Sensitivity to temporal change places fundamental limits on object processing in the visual system. An emerging consensus from the behavioral and neuroimaging literature suggests that temporal resolution differs substantially for stimuli of different complexity and for brain areas at different levels of the cortical hierarchy. Here, we used steady-state visually evoked potentials to directly measure three fundamental parameters that characterize the underlying neural response to text and face images: temporal resolution, peak temporal frequency, and response latency. We presented full-screen images of text or a human face, alternated with a scrambled image, at temporal frequencies between 1 and 12 Hz. These images elicited a robust response at the first harmonic that showed differential tuning, scalp topography, and delay for the text and face images. Face-selective responses were maximal at 4 Hz, but text-selective responses, by contrast, were maximal at 1 Hz. The topography of the text image response was strongly left-lateralized at higher stimulation rates, whereas the response to the face image was slightly right-lateralized but nearly bilateral at all frequencies. Both text and face images elicited steady-state activity at more than one apparent latency; we observed early (141–160 msec) and late (>250 msec) text- and face-selective responses. These differences in temporal tuning profiles are likely to reflect differences in the nature of the computations performed by word- and face-selective cortex. Despite the close proximity of word- and face-selective regions on the cortical surface, our measurements demonstrate substantial differences in the temporal dynamics of word- versus face-selective responses.

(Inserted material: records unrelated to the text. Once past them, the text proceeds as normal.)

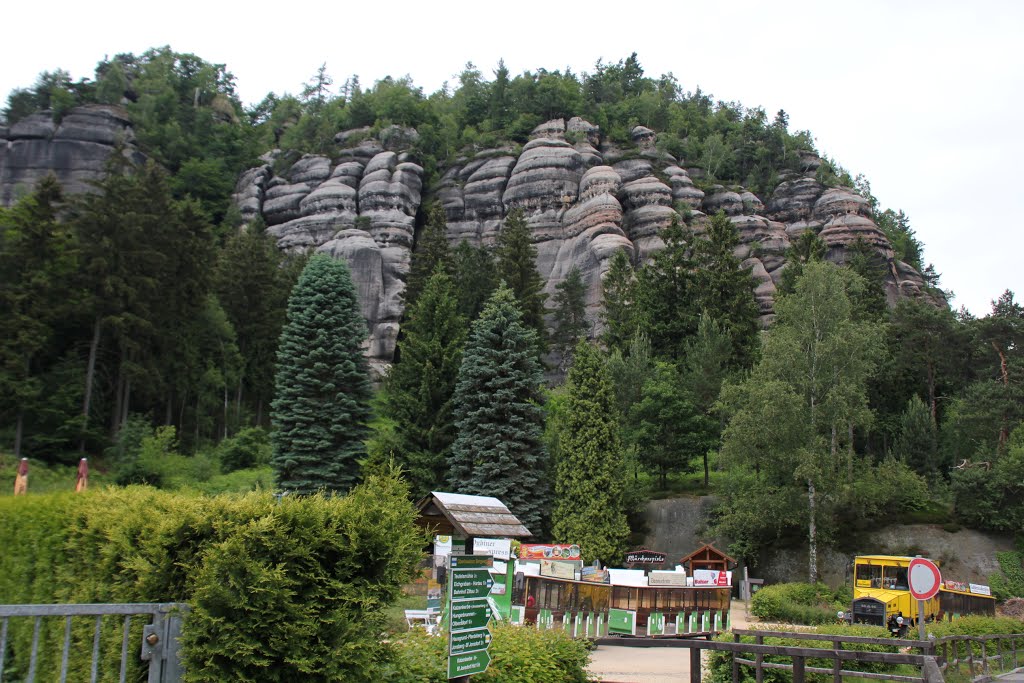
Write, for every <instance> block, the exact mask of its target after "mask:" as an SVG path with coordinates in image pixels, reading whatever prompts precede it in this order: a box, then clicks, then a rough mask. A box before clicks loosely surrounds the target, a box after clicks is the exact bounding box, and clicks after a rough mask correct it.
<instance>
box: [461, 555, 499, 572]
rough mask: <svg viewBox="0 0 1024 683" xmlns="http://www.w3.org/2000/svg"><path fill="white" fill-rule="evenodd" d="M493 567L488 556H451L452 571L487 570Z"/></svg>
mask: <svg viewBox="0 0 1024 683" xmlns="http://www.w3.org/2000/svg"><path fill="white" fill-rule="evenodd" d="M494 565H495V558H494V557H492V556H490V555H452V568H453V569H489V568H490V567H493V566H494Z"/></svg>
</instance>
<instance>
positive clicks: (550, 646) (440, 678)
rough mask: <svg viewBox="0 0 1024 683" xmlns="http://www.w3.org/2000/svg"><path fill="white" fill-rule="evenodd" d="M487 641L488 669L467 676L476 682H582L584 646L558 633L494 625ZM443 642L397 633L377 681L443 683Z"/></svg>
mask: <svg viewBox="0 0 1024 683" xmlns="http://www.w3.org/2000/svg"><path fill="white" fill-rule="evenodd" d="M493 628H494V637H493V639H492V641H490V650H489V651H490V667H489V668H488V669H487V671H485V672H484V673H482V674H479V675H477V676H473V680H474V681H480V682H481V683H540V682H541V681H544V683H549V682H550V683H586V681H588V680H590V678H589V676H588V675H587V671H586V668H587V663H588V661H589V660H590V646H589V644H588V643H587V641H585V640H573V639H572V638H569V637H568V635H567V634H565V633H564V632H563V631H561V630H559V629H547V630H543V631H541V630H538V629H524V628H521V627H515V626H509V625H497V626H495V627H493ZM444 643H445V640H444V639H443V638H435V637H432V636H428V635H426V633H425V632H424V631H423V630H413V631H411V632H409V633H407V634H403V635H402V636H401V637H400V638H399V639H398V640H397V641H396V643H395V658H394V660H393V661H392V663H390V664H389V665H388V666H386V667H385V668H384V669H383V671H382V672H381V676H380V678H379V679H378V680H381V681H387V682H388V683H443V682H444V681H446V680H447V671H446V660H447V652H446V651H445V647H444Z"/></svg>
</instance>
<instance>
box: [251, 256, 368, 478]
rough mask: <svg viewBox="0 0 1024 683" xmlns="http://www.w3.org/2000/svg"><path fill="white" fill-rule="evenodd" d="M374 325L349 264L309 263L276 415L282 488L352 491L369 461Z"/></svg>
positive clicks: (280, 364)
mask: <svg viewBox="0 0 1024 683" xmlns="http://www.w3.org/2000/svg"><path fill="white" fill-rule="evenodd" d="M366 338H367V324H366V321H364V318H362V315H361V314H360V312H359V302H358V299H357V297H356V293H355V288H354V287H353V286H352V279H351V276H350V275H349V272H348V266H346V265H345V263H344V262H342V261H338V260H335V259H333V258H331V257H330V256H327V255H325V254H316V255H314V256H313V257H312V258H310V259H309V262H308V263H307V264H306V267H305V268H304V269H303V270H302V274H301V275H299V281H298V283H296V285H295V289H294V290H293V291H292V296H291V297H290V298H289V300H288V322H287V323H286V325H285V328H284V330H283V331H282V333H281V345H280V347H279V349H278V368H276V374H275V381H274V388H275V396H274V399H273V402H272V404H271V408H272V413H271V415H270V420H271V424H272V425H273V435H272V444H273V455H272V456H271V459H270V464H271V466H272V467H273V470H274V476H275V478H276V480H278V484H279V485H280V486H281V488H284V489H285V490H290V492H296V493H299V494H312V493H315V492H316V490H318V489H321V488H326V489H329V490H341V492H344V490H348V489H349V488H350V487H351V486H352V485H353V484H354V483H355V482H356V478H357V476H358V471H359V464H358V460H359V458H361V457H364V456H365V455H366V451H365V446H364V443H362V439H364V437H365V435H366V432H367V422H368V420H369V419H370V395H371V387H370V379H369V377H368V369H367V361H366V357H365V356H364V355H362V350H361V348H360V345H361V344H362V342H364V340H365V339H366Z"/></svg>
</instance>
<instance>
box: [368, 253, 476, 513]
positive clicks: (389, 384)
mask: <svg viewBox="0 0 1024 683" xmlns="http://www.w3.org/2000/svg"><path fill="white" fill-rule="evenodd" d="M402 333H403V337H402V339H401V341H400V342H399V343H398V350H399V354H398V356H399V360H398V362H397V364H396V365H395V366H394V367H393V368H392V369H391V373H390V375H389V376H388V381H387V389H388V391H387V416H388V417H389V418H391V419H392V420H394V423H395V428H394V429H395V434H396V436H397V439H398V442H397V444H396V451H397V453H396V455H397V456H398V464H400V465H401V466H402V467H403V468H404V470H406V472H407V473H408V475H409V479H410V484H411V489H412V493H413V495H414V496H415V497H421V496H425V495H426V494H429V493H430V492H431V490H436V488H437V487H438V485H439V484H440V483H442V482H443V480H444V475H445V473H446V469H447V462H449V459H450V458H451V453H452V442H453V441H454V440H455V424H454V422H453V419H454V418H453V410H452V395H453V393H454V392H455V385H456V380H457V378H458V376H459V366H460V364H461V361H462V347H463V344H464V343H465V339H466V318H464V317H463V316H462V315H460V314H459V310H458V299H457V298H456V292H455V289H454V288H453V286H452V279H451V278H449V275H447V273H445V272H444V267H443V264H440V263H439V264H438V265H437V268H436V270H435V271H434V274H433V275H432V276H431V278H430V280H428V281H427V283H426V286H425V287H424V289H423V292H422V294H421V295H420V296H419V297H418V298H417V300H416V303H415V304H413V307H412V308H411V309H410V311H409V313H408V315H407V319H406V323H404V324H403V325H402Z"/></svg>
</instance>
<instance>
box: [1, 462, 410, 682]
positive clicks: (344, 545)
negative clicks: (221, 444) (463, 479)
mask: <svg viewBox="0 0 1024 683" xmlns="http://www.w3.org/2000/svg"><path fill="white" fill-rule="evenodd" d="M415 515H416V511H415V508H414V507H413V506H412V504H410V503H409V502H408V488H407V486H406V484H404V483H403V482H402V481H401V480H400V478H399V477H398V476H397V474H395V473H391V474H389V475H388V476H383V477H371V478H370V479H368V481H367V482H366V483H364V484H360V485H359V486H357V487H355V488H353V489H352V492H351V493H350V494H349V495H347V496H345V497H344V498H339V497H325V496H310V497H304V498H300V497H289V498H286V499H284V500H283V501H281V502H276V501H275V500H274V498H273V497H272V496H271V495H269V494H268V493H255V494H248V495H244V496H218V497H212V498H210V497H203V496H198V495H196V494H185V493H176V494H172V493H167V492H160V490H156V489H153V488H151V487H146V486H132V487H128V488H122V489H106V490H101V492H95V490H90V492H88V493H86V494H78V495H76V494H65V495H50V496H36V497H19V498H17V499H15V498H13V497H7V498H3V499H0V516H2V518H3V519H4V520H5V524H3V525H0V547H3V548H4V552H3V553H2V554H0V602H3V603H54V602H187V603H190V605H191V608H193V609H191V613H190V615H189V616H188V618H187V621H186V624H185V628H184V635H183V640H182V642H183V649H182V653H183V656H184V659H185V664H186V667H187V670H188V673H187V679H186V680H190V681H208V680H259V681H295V680H303V681H328V680H346V681H371V680H377V676H376V669H377V668H378V667H379V666H380V664H381V663H383V661H385V660H387V659H388V658H389V656H390V647H389V646H388V645H387V644H386V643H384V642H383V641H382V639H381V638H380V632H381V630H382V625H383V612H384V608H385V607H386V606H387V604H389V603H390V602H391V601H393V600H394V599H395V598H396V597H397V596H398V595H399V593H400V587H401V586H402V585H403V584H404V583H407V582H409V581H411V580H412V578H413V577H414V574H415V572H416V567H417V564H418V561H419V559H420V555H421V549H422V547H423V545H424V543H425V538H424V537H423V535H422V533H421V532H420V531H419V530H418V529H417V527H416V526H415V524H414V519H415ZM30 622H31V621H30ZM83 626H87V625H83ZM108 626H109V627H110V630H111V631H116V632H117V634H116V635H115V637H114V638H109V639H106V640H105V641H104V647H105V645H106V644H110V645H111V647H113V648H114V650H116V651H114V650H112V651H105V650H104V652H103V653H102V654H101V656H100V661H101V663H104V664H103V666H104V667H105V666H112V667H116V666H117V663H118V661H119V659H120V645H121V638H120V628H121V625H120V624H114V622H113V621H111V624H109V625H105V626H104V630H106V629H108ZM55 629H56V630H62V626H61V625H57V626H56V627H55ZM11 631H12V638H11V639H10V641H9V642H10V645H9V647H10V648H11V649H10V650H9V651H8V656H9V658H8V661H9V663H10V665H9V666H11V667H12V668H11V669H9V670H8V671H9V672H11V673H13V674H15V675H14V676H13V678H15V679H16V678H17V676H16V672H20V673H23V674H24V673H25V670H26V669H27V658H28V652H27V649H28V643H29V642H31V637H32V633H31V631H32V625H31V623H30V624H24V625H23V624H19V623H18V624H15V622H12V623H11ZM60 635H61V634H54V637H55V638H56V639H57V640H56V642H57V643H58V644H57V645H56V646H55V647H51V648H50V649H51V650H52V651H53V652H54V654H53V657H52V658H44V660H43V661H41V663H40V670H39V674H40V676H39V678H40V680H55V678H56V671H55V669H54V668H59V660H58V658H59V652H60V647H59V637H60ZM47 637H48V636H47ZM85 637H87V636H82V637H79V636H78V635H76V639H77V640H81V639H83V638H85ZM134 638H135V640H134V643H136V644H137V642H138V641H137V638H138V634H135V636H134ZM133 647H136V645H133ZM40 651H41V652H42V651H43V650H42V649H41V650H40ZM136 651H137V647H136ZM81 664H82V666H84V667H87V666H88V658H85V661H84V663H81ZM76 666H78V665H77V664H76ZM116 673H117V672H116V671H115V672H114V675H116ZM109 674H110V672H106V674H105V675H109ZM86 675H87V674H86ZM79 677H80V676H79V674H76V675H75V676H73V678H75V679H76V680H77V679H78V678H79Z"/></svg>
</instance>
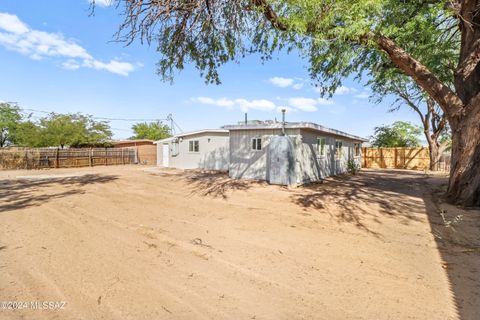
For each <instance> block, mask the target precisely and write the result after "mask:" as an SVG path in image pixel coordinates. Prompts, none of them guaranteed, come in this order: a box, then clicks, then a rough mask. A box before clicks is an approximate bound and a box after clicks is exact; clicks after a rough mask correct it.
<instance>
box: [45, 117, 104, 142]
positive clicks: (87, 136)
mask: <svg viewBox="0 0 480 320" xmlns="http://www.w3.org/2000/svg"><path fill="white" fill-rule="evenodd" d="M39 126H40V133H41V139H40V145H41V146H44V147H49V146H60V147H62V148H63V147H64V146H70V147H75V146H80V145H98V144H102V143H106V142H107V141H108V140H110V139H111V137H112V132H111V131H110V127H109V125H108V123H107V122H105V121H95V120H94V119H93V118H92V116H88V115H83V114H80V113H74V114H57V113H51V114H50V115H49V116H48V117H45V118H42V119H41V120H40V123H39Z"/></svg>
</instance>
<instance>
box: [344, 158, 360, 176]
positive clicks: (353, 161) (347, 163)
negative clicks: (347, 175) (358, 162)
mask: <svg viewBox="0 0 480 320" xmlns="http://www.w3.org/2000/svg"><path fill="white" fill-rule="evenodd" d="M347 171H348V173H350V174H353V175H356V174H357V173H358V172H359V171H360V165H359V164H358V163H357V162H355V160H353V159H350V160H348V162H347Z"/></svg>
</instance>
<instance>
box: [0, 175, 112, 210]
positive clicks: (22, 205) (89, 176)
mask: <svg viewBox="0 0 480 320" xmlns="http://www.w3.org/2000/svg"><path fill="white" fill-rule="evenodd" d="M116 179H117V177H116V176H114V175H98V174H87V175H81V176H72V177H51V178H42V177H41V176H39V177H38V178H37V177H35V176H33V177H30V178H26V179H15V180H13V179H9V180H0V212H8V211H13V210H17V209H22V208H26V207H31V206H37V205H41V204H43V203H45V202H48V201H53V200H57V199H60V198H64V197H68V196H71V195H77V194H83V193H85V191H84V190H83V189H82V187H84V186H86V185H90V184H98V183H102V184H103V183H108V182H110V181H113V180H116ZM55 187H57V188H62V187H64V188H68V190H66V191H60V192H51V188H55Z"/></svg>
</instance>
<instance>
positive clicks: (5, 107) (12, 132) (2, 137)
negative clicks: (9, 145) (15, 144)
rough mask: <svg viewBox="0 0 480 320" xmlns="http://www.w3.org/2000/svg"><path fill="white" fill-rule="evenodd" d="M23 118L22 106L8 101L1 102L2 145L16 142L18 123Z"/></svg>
mask: <svg viewBox="0 0 480 320" xmlns="http://www.w3.org/2000/svg"><path fill="white" fill-rule="evenodd" d="M21 120H22V115H21V113H20V108H18V107H17V106H13V105H11V104H8V103H0V147H5V146H8V145H10V144H13V143H15V138H16V135H17V134H18V129H19V128H18V127H19V126H18V124H19V123H20V122H21Z"/></svg>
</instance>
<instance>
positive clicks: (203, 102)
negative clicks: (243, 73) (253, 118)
mask: <svg viewBox="0 0 480 320" xmlns="http://www.w3.org/2000/svg"><path fill="white" fill-rule="evenodd" d="M192 100H193V101H194V102H197V103H200V104H206V105H213V106H218V107H224V108H227V109H233V108H239V109H240V110H242V111H245V112H246V111H248V110H250V109H253V110H263V111H269V110H274V109H275V108H276V107H277V106H276V105H275V103H273V102H272V101H270V100H266V99H254V100H247V99H243V98H240V99H234V100H232V99H227V98H220V99H213V98H209V97H197V98H193V99H192Z"/></svg>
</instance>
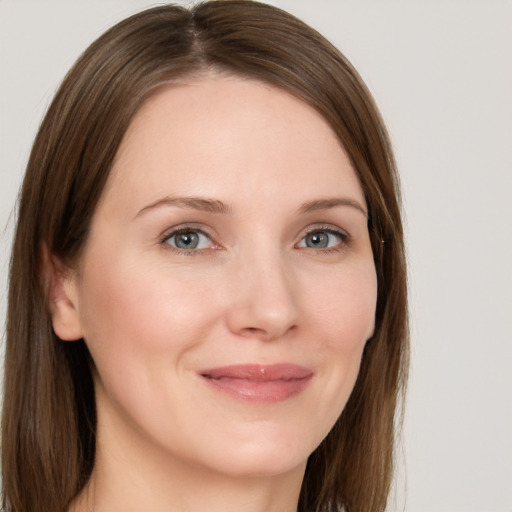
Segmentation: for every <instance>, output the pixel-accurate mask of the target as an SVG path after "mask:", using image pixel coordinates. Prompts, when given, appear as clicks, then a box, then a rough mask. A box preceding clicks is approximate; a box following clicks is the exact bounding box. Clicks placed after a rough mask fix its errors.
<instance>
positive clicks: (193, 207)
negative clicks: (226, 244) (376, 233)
mask: <svg viewBox="0 0 512 512" xmlns="http://www.w3.org/2000/svg"><path fill="white" fill-rule="evenodd" d="M164 206H175V207H178V208H186V209H190V210H199V211H203V212H208V213H219V214H227V213H230V212H231V207H230V206H228V205H227V204H226V203H223V202H222V201H219V200H218V199H209V198H206V197H173V196H167V197H164V198H162V199H158V200H157V201H155V202H154V203H151V204H149V205H147V206H145V207H144V208H142V209H141V210H140V211H139V212H138V213H137V215H135V217H134V218H137V217H139V216H141V215H143V214H145V213H147V212H148V211H151V210H154V209H157V208H162V207H164ZM338 206H349V207H351V208H355V209H356V210H358V211H360V212H361V213H362V214H363V215H364V216H365V217H367V216H368V212H367V211H366V209H365V208H364V207H363V206H362V205H361V204H360V203H359V202H358V201H356V200H354V199H351V198H348V197H330V198H325V199H314V200H313V201H308V202H306V203H304V204H302V205H301V206H299V208H298V209H297V212H298V213H299V214H305V213H311V212H315V211H319V210H328V209H330V208H336V207H338Z"/></svg>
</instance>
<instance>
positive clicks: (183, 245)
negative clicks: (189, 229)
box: [175, 231, 199, 249]
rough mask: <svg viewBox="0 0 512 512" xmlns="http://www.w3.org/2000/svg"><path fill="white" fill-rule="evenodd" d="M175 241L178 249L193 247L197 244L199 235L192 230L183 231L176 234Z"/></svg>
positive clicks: (197, 245)
mask: <svg viewBox="0 0 512 512" xmlns="http://www.w3.org/2000/svg"><path fill="white" fill-rule="evenodd" d="M175 243H176V247H178V248H179V249H195V248H196V247H197V246H198V245H199V236H198V234H197V233H194V232H193V231H184V232H183V233H179V234H178V235H176V238H175Z"/></svg>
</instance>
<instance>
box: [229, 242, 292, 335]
mask: <svg viewBox="0 0 512 512" xmlns="http://www.w3.org/2000/svg"><path fill="white" fill-rule="evenodd" d="M236 267H237V268H236V272H235V275H236V280H235V283H234V287H235V289H236V291H235V290H234V293H233V296H232V297H233V300H232V303H231V308H230V311H229V314H228V319H229V324H230V328H231V329H232V330H233V331H235V332H237V333H239V334H243V335H244V336H248V335H251V336H259V337H262V338H265V339H275V338H278V337H279V336H282V335H283V334H285V333H286V332H287V331H289V330H290V329H292V328H293V327H294V326H295V325H296V324H297V321H298V304H297V296H296V293H295V292H294V288H295V281H294V279H293V271H292V268H291V267H290V264H289V262H288V261H287V259H286V257H285V255H283V253H282V251H280V249H279V247H277V246H272V245H269V244H264V245H263V247H262V246H261V245H260V246H258V245H257V244H256V245H255V246H252V247H251V248H249V249H248V250H247V251H245V252H243V253H240V254H239V257H238V261H237V264H236Z"/></svg>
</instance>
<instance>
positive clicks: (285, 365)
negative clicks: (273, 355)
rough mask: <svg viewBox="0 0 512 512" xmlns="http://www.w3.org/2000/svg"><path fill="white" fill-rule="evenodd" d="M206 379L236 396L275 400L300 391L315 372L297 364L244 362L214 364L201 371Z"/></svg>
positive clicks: (204, 377)
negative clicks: (221, 365)
mask: <svg viewBox="0 0 512 512" xmlns="http://www.w3.org/2000/svg"><path fill="white" fill-rule="evenodd" d="M200 375H201V377H203V378H204V379H205V380H206V382H208V383H209V384H210V385H211V386H213V387H214V388H216V389H217V390H219V391H222V392H224V393H227V394H228V395H230V396H232V397H233V398H238V399H240V400H245V401H249V402H260V403H272V402H280V401H282V400H286V399H287V398H290V397H292V396H294V395H297V394H298V393H300V392H301V391H302V390H303V389H304V388H305V387H306V386H307V385H308V383H309V381H310V380H311V378H312V377H313V372H312V371H311V370H310V369H308V368H305V367H304V366H299V365H295V364H288V363H280V364H272V365H261V364H243V365H233V366H223V367H219V368H211V369H208V370H203V371H201V372H200Z"/></svg>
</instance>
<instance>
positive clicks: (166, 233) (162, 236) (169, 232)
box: [159, 222, 221, 256]
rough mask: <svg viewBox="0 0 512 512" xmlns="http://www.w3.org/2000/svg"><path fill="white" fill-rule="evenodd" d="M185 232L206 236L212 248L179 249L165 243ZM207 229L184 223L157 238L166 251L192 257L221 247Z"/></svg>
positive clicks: (179, 248) (190, 224) (164, 233)
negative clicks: (209, 241)
mask: <svg viewBox="0 0 512 512" xmlns="http://www.w3.org/2000/svg"><path fill="white" fill-rule="evenodd" d="M187 231H196V232H198V233H200V234H202V235H204V236H206V237H207V238H208V239H209V240H210V242H211V245H212V247H208V248H203V249H189V250H185V249H180V248H178V247H174V246H172V245H170V244H168V243H167V241H168V240H169V239H170V238H172V237H173V236H176V235H178V234H180V233H183V232H187ZM209 231H210V230H209V229H207V228H206V229H205V226H204V225H199V224H197V223H193V222H191V223H184V224H178V225H177V226H173V227H171V228H168V229H166V230H165V231H164V232H163V233H162V234H161V235H160V237H159V242H160V245H162V246H164V247H165V249H166V250H171V251H174V252H177V253H179V254H186V255H187V256H190V255H193V254H200V253H202V252H204V251H209V250H212V249H213V250H215V249H220V248H221V246H220V245H219V244H218V243H217V242H216V241H215V240H214V235H213V234H212V233H210V232H209Z"/></svg>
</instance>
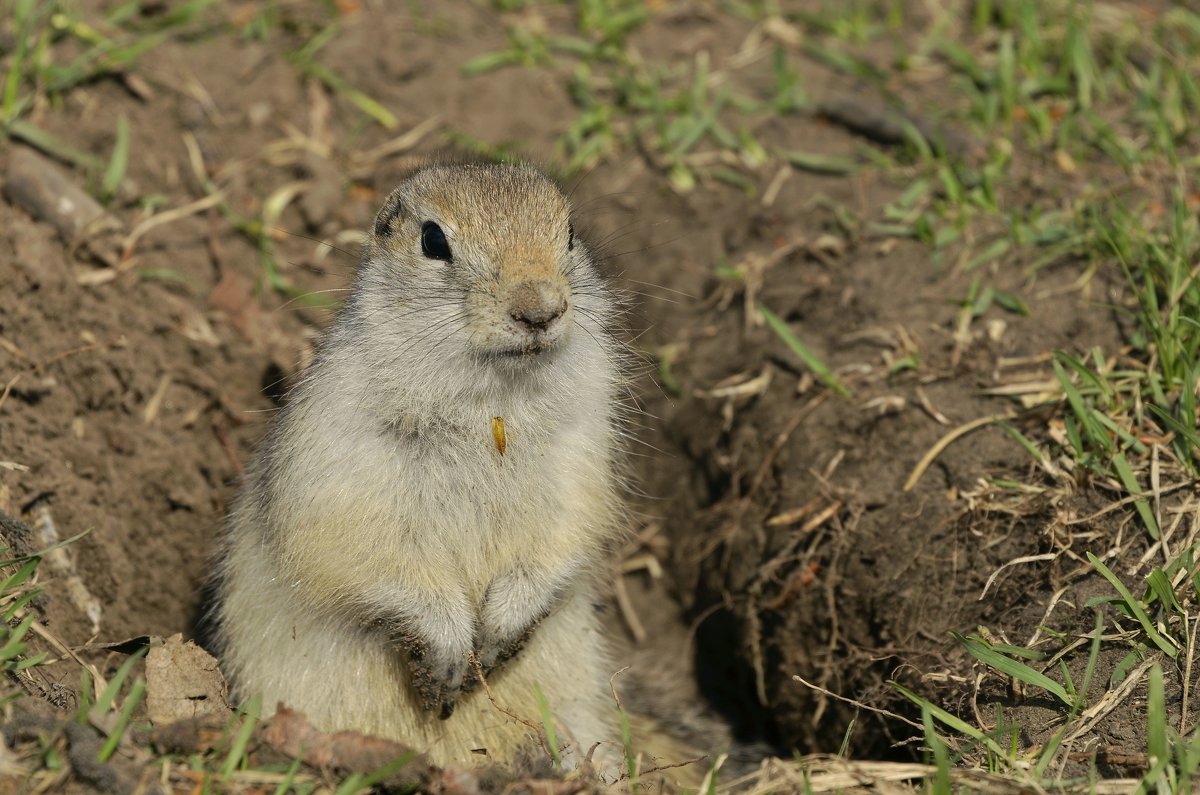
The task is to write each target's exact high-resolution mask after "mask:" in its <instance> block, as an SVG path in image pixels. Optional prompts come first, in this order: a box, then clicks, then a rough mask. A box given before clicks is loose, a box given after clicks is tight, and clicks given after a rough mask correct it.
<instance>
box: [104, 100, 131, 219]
mask: <svg viewBox="0 0 1200 795" xmlns="http://www.w3.org/2000/svg"><path fill="white" fill-rule="evenodd" d="M128 165H130V120H128V119H127V118H125V116H124V115H122V116H120V118H119V119H118V120H116V142H115V143H114V144H113V156H112V157H110V159H109V160H108V168H106V169H104V177H103V179H102V180H101V184H100V198H101V199H102V201H104V202H108V201H110V199H112V198H113V197H114V196H116V191H118V190H120V187H121V181H122V180H124V179H125V171H126V168H128Z"/></svg>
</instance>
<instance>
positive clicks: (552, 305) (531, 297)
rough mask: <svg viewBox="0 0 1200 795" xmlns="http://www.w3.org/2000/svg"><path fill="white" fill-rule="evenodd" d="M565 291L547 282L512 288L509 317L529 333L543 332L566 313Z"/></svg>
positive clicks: (531, 284)
mask: <svg viewBox="0 0 1200 795" xmlns="http://www.w3.org/2000/svg"><path fill="white" fill-rule="evenodd" d="M566 304H568V301H566V291H565V289H564V288H563V286H560V285H556V283H554V282H551V281H547V280H536V281H526V282H521V283H520V285H517V286H516V287H514V288H512V293H511V299H510V301H509V316H510V317H511V318H512V319H514V321H515V322H516V323H517V325H520V327H522V328H524V329H527V330H529V331H545V330H546V329H548V328H550V327H551V324H552V323H553V322H554V321H557V319H558V318H560V317H562V316H563V315H564V313H565V312H566Z"/></svg>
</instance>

Neurons in visual cortex are tuned to a myriad of features of the visual stimulus ranging from simple image statistics, such as spatial frequency, orientation, and disparity (De Valois, Albrecht, & Thorell, 1982; Barlow, Blakemore, & Pettigrew, 1967; Hubel & Wiesel, 1962), to dynamic properties, such as stimulus duration and direction of motion (Movshon, Thompson, & Tolhurst, 1978; Hubel & Wiesel, 1965), to high-level features, such as semantic similarity and category membership (Grill-Spector & Weiner, 2014; Huth, Nishimoto, Vu, & Gallant, 2012; Kanwisher, McDermott, & Chun, 1997). Regions of visual cortex that are sensitive to particular visual categories, such as the fusiform face area (FFA), which responds selectively to faces, and the visual word form area, which responds selectively to words, are believed to perform computations that are critical for the perception of these stimulus classes (Grill-Spector & Weiner, 2014; Wandell, Rauschecker, & Yeatman, 2012; Cohen et al., 2002; Kanwisher et al., 1997). For example, disruption of signals in the FFA through electrical stimulation impairs face perception (Jonas et al., 2012; Parvizi et al., 2012), and lesions in the vicinity of the visual word form area impair the ability to rapidly recognize words (a condition known as pure alexia or word blindness; Gaillard et al., 2006; Dejerine, 1891).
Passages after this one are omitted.